For this reason, we have a special formula that can tell us if the change actually is statistically significant. You enter the people who signed up on the first variation, how many visitors saw it in total, and the same for the second variation, then magic happens and you get a percentage that tells you how likely the change you have is actually statistically significant. If you get, for example, 90%, it means that you have a one in ten chance that the change was due to luck.
Since we wanted to minimise the chance of changes making our user experience worse, we decided to go for over 98%. This way, only once in fifty times were we supposed to get random results.

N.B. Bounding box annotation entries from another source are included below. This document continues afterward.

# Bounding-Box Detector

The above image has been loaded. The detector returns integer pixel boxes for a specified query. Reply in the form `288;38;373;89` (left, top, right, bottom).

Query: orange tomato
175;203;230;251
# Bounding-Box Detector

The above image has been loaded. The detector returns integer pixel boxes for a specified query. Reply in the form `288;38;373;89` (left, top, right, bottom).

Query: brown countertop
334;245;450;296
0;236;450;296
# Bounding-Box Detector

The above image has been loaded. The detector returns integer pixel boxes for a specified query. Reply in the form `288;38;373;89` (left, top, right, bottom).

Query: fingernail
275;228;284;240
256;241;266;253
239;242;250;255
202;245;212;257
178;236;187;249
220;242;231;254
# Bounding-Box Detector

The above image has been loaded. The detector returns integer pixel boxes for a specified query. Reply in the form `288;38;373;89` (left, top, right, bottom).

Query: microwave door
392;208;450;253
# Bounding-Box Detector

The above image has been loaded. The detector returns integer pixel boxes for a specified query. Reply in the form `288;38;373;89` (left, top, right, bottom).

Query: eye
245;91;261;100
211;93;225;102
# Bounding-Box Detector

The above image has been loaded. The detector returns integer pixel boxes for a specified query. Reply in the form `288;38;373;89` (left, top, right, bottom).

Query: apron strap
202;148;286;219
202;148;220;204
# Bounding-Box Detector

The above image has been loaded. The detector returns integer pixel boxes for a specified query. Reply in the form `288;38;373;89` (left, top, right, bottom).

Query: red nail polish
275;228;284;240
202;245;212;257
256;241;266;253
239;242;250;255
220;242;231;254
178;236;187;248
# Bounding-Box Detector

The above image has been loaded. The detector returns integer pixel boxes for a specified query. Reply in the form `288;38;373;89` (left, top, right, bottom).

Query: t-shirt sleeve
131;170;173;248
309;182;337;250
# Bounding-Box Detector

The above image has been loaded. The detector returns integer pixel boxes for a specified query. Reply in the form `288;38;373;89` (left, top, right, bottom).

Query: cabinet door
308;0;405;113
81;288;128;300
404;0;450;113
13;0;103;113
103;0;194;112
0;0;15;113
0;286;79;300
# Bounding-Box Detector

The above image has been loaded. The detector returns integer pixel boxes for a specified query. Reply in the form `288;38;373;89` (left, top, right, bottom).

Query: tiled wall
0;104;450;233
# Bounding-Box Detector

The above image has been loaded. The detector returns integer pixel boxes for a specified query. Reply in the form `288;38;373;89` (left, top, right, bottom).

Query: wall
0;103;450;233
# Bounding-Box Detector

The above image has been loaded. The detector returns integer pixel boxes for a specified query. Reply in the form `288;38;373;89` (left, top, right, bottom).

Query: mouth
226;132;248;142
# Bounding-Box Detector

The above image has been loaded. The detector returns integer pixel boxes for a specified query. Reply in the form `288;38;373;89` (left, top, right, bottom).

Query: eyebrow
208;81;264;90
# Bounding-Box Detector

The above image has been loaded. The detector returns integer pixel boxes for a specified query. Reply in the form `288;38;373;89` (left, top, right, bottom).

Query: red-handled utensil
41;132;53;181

We made various changes this way, e.g. decide whether or not to include a presentation of the site's functionality or not (we decided against it, as it lowered the signup rate), the order of the calls to action, etc etc. After a month or so of running A/B tests, we decided to test the A/B testing software itself, to verify that everything was actually correct.
To do this, we had two versions of the page that were exactly the same. This should produce no difference in signups, and thus no confidence in the result.
We left this test running for three days, and then came back to see the results. A few thousand visitors had entered the test, and the results were clear: The "changed" page had improved signups by a whole 30%, with 99.8% confidence!
This was an astounding result! We had effectively made visitors 30% more likely to sign up by doing nothing!
It doesn't make any sense, however, so we started checking everything. Whether the second page actually had a change we hadn't noticed, whether the software biased visitors toward a page, whether there was a bug in the calculation code, and came up with nothing.
Everything was correct, yet, with 99.8% certainty, the variation was better than the original by a lot! Since there's no reasonable explanation for this, we decided to keep the test running and see if the trend continued.
Keep in mind that, with 99.8% confidence, we were well past our certainty threshold, and, were the two pages not the same, we would have definitely used the variation. Now, though, we didn't know what to think. Had our precious A/B testing methods been lying to us all along? Had we made some grave mistake? We searched high and low, asked on forums for a possible mistake we could have made, but nothing. Surely we hadn't fallen on the one-in-five-hundred case?
Another three days of running the tests, rates had reverted much closer to 50%, and confidence was a meagre 10%. This, at least, let us heave a sigh of relief, secure in the knowledge that we hadn't just disproved the whole of statistics and mathematics.
How many decisions, though, did we make that were wrong? If 99.8% confidence wasn't enough, what about the changes we made based on 98% confidence?
The important lesson here, and the one you should take away from our experience, is this: Whenever you think you have enough data for the A/B test, get more! Sometimes, you will fall into that 0.1%, and your decision will be wrong, and might impact your metrics adversely, and you might never find out.
Generally, the less significant the change, the more data you are likely to need in order to gain a good degree of confidence. For small changes, you might get a confidence of over 95% at some point, but it would be wise to gather some more data, as that's only a one in twenty chance that the result is not statistically significant.
The good news is that, if the tests are independent of one another (i.e. the probability of a user being in test A is independent of the probability of the user being in test B), you can run multiple tests on the same page and still get good data. Of course, you might have biases in the actual test, e.g. the two tests might work very well together but very badly each on its own, which would skew the data. Generally, though, you should be able to run two tests at the same time. This is especially useful when you're starting out and don't have thousands of visitors each day, providing you with lots of data.
We hope we have given you more insight into what constitutes a good A/B test, so you can improve your process and not repeat our mistakes. Thanks for reading, and have fun!